Music is the major draw. The club prides itself in being “the best in live music,” which is a fair statement: those seeking a seat for the Sunday Brunch must make reservations.

While casually surveying the menu and bopping my head to the sultry sounds, I glanced around the spot.

The walls were covered with framed posters of jazz legends. The tiny tables held artifacts—old records, show bills, etc.,–under its glass covering. The bar was haloed by a row of piano keys that spans both ends.

It was cozy and intimate–very non-corporate and “pleasantly dank.”   The atmosphere reminded me of days of old, when speakeasies and other underground joints lived and reigned as places where guests came to bask in the company of cool cats, get the goods, and not much else.

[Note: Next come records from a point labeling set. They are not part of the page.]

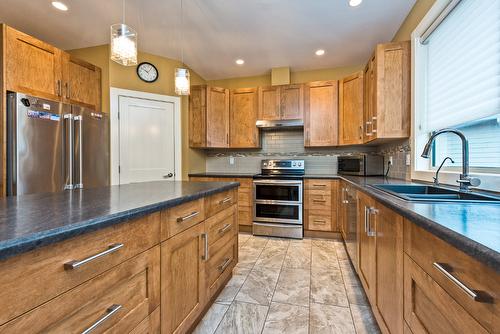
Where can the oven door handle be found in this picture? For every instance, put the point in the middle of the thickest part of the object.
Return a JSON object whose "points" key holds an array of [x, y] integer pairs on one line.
{"points": [[272, 202]]}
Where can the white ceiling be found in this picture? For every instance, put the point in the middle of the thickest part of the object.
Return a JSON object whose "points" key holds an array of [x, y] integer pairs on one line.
{"points": [[265, 33]]}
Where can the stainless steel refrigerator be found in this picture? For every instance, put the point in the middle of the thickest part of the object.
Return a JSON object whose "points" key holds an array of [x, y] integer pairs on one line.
{"points": [[52, 146]]}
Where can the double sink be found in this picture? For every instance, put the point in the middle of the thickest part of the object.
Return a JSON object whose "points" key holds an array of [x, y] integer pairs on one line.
{"points": [[430, 193]]}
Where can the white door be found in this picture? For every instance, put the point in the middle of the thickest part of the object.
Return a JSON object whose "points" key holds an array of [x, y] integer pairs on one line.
{"points": [[147, 140]]}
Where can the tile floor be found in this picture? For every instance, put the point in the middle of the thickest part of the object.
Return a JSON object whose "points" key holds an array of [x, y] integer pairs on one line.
{"points": [[292, 287]]}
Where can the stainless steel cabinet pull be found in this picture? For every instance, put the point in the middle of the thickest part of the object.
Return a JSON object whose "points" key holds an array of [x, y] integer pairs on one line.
{"points": [[205, 247], [191, 215], [78, 263], [224, 264], [442, 267], [225, 200], [109, 313], [225, 228]]}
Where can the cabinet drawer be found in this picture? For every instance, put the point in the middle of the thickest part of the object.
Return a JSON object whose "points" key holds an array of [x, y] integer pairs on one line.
{"points": [[222, 226], [316, 184], [319, 202], [245, 215], [121, 297], [182, 217], [430, 252], [31, 279], [428, 308], [220, 201], [318, 222], [220, 263]]}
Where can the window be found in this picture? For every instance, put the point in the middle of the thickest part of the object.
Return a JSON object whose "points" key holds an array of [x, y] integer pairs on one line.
{"points": [[457, 83]]}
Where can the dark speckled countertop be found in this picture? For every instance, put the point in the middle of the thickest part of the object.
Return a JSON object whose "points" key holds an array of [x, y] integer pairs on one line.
{"points": [[31, 221], [472, 228]]}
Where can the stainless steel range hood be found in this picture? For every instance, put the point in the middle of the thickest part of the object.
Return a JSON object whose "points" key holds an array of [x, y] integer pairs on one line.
{"points": [[279, 124]]}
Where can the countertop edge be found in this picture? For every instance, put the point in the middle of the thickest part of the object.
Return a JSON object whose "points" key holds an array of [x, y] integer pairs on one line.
{"points": [[17, 246]]}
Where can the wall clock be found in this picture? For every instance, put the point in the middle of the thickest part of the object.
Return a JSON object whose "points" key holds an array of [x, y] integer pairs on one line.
{"points": [[147, 72]]}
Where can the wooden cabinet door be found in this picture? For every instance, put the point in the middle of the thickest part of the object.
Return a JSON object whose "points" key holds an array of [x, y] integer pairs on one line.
{"points": [[32, 66], [392, 73], [369, 101], [389, 268], [366, 239], [269, 108], [81, 83], [292, 101], [217, 117], [183, 289], [351, 110], [198, 117], [243, 132], [321, 114]]}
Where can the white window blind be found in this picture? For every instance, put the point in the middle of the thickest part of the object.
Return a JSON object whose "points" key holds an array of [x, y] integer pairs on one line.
{"points": [[462, 78]]}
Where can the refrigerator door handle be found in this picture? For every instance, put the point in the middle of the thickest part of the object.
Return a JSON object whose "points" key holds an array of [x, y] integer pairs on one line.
{"points": [[69, 142], [79, 119]]}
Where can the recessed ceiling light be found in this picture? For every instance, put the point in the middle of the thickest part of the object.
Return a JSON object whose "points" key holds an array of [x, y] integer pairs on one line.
{"points": [[59, 5]]}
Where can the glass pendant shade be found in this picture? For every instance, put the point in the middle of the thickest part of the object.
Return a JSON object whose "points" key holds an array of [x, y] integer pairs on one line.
{"points": [[182, 84], [123, 44]]}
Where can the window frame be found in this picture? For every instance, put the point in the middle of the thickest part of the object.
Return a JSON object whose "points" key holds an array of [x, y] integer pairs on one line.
{"points": [[421, 169]]}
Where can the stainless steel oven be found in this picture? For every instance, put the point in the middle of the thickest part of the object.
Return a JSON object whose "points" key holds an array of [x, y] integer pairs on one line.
{"points": [[278, 191]]}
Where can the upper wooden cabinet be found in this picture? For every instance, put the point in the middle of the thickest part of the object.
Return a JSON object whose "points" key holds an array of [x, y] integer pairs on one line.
{"points": [[82, 82], [37, 68], [321, 114], [32, 66], [243, 133], [208, 117], [387, 92], [351, 110], [282, 102]]}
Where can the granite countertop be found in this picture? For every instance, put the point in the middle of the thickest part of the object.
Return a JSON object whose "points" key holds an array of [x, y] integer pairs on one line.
{"points": [[31, 221], [473, 228]]}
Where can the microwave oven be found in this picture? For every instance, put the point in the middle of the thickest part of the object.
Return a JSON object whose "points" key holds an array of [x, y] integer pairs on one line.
{"points": [[361, 164]]}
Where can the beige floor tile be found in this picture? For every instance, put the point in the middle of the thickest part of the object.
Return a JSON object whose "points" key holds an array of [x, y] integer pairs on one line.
{"points": [[364, 321], [243, 318], [293, 287], [328, 319], [231, 289], [327, 287], [284, 318], [259, 286], [211, 320]]}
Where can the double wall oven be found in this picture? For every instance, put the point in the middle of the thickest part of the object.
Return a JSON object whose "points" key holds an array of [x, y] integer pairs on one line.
{"points": [[278, 193]]}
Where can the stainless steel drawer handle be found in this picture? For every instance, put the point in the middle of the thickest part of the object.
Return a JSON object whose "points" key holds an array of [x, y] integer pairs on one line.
{"points": [[224, 264], [445, 270], [205, 255], [225, 200], [225, 228], [191, 215], [109, 313], [78, 263]]}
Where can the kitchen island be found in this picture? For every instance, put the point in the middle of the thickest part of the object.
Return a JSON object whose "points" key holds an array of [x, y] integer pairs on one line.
{"points": [[79, 260]]}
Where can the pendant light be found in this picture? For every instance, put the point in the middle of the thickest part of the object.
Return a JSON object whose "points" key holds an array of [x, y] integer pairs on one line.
{"points": [[123, 43], [182, 80]]}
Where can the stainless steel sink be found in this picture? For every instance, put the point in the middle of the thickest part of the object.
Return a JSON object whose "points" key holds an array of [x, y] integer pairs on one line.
{"points": [[429, 193]]}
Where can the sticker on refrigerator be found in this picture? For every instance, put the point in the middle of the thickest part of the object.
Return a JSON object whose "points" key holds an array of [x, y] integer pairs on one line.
{"points": [[43, 115]]}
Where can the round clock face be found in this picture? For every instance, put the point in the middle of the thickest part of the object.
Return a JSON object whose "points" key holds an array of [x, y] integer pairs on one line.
{"points": [[147, 72]]}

And Ryles doesn’t restrain guests to their seats. The last time I was here, I had witnessed the impromptu restructuring of  chairs and tables to make room for those itching to dance. The random placement of tables is the side effect.

Instead of being in neatly formatted rows and columns, the tables were arranged in an organized chaos, weaving here and there, leaving only the narrowest alleys for waiter and customer traffic.

I was bumped on the shoulder, at least twice, by passing guests and constantly scooted my chair forwards and sidewards to accommodate the stream of passerbys.

There are other kinks.

The dainty tables can’t  accommodate the large serving sizes of the meals. My plate literally consumed half of the table.  The tables were relics of the early days when the establishment was probably just for music and drinks.

To fix this inconvenience, the company has two choices: make the servings smaller or make the tables larger.

Of course, they are problems with both suggestions.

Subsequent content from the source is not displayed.